Monday, Dec. 06, 1926
Economic Goodliness
It was once said, and wisely: "There is more Hoover in the Administration than any other one person." And what does Herbert Hoover typify? Economic goodliness, organizing skill, a harmless personality with neither pungent anecdotes nor the taint of scandal. And what does the Coolidge Administration typify? The same things.
If historians need one proud sentence to pin on the Coolidge Administration, they might do well to take the opening pronouncement of Secretary of Commerce Hoover's annual report issued last week: "The fiscal year 1925-26 has been one never surpassed in our history in the volume of production and consumption, in the physical quantity of exports and imports, and in the rate of wages."
Then Secretary Hoover launched into his ponderous report to explain exactly how the last fiscal year was such a business success. Significant points:
Manufacturing. Production in all industries, considered as a whole, showed a gain of 7%, even as compared with the highly prosperous year 1924-25.
Prices. "Very little change has taken place in the general level of wholesale prices during the past four fiscal years. The absence of any sharp upward movement has shown the healthy character of our business activity and its freedom from the dangerous boom psychology. On the other hand, no sharp declines have reflected business depression or a general change in the relation between the volume of currency and credit and the volume of business."
Agriculture. "The steady advance in prices of agricultural commodities from the time of the great fall in 1920-21 up to the crop year 1924-25 has contributed to the restoration of agriculture, although there are still weak spots.

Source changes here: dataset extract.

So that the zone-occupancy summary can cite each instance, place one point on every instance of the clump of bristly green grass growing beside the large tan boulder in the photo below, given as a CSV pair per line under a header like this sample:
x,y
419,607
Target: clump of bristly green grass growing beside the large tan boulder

There was very little change in the situation, considered as a whole, during the crop year 1925-26. The output of the farms was substantially the same as the year before and the average prices of farm products also remained at the same level."
Railroads. "The steady gain in the volume of railroad traffic, characteristic of recent years, continued in 1925-26. The ton-mile age of freight increased nearly 8% over the preceding year, in which it had already marked a record. The constantly rising efficiency of the railroads is emphasized by the fact that this greater traffic was handled with practically no change in the number of employes."
Banking. Bank clearings and debits to individual bank accounts each for the first time exceeded $500,000,000,000.
Motor Transportation. Railroads are now beginning to look upon the motor bus as co-operative rather than competitive factor. Fifty railroads in the U. S. and Canada now use motor buses and trucks for passengers and shipping.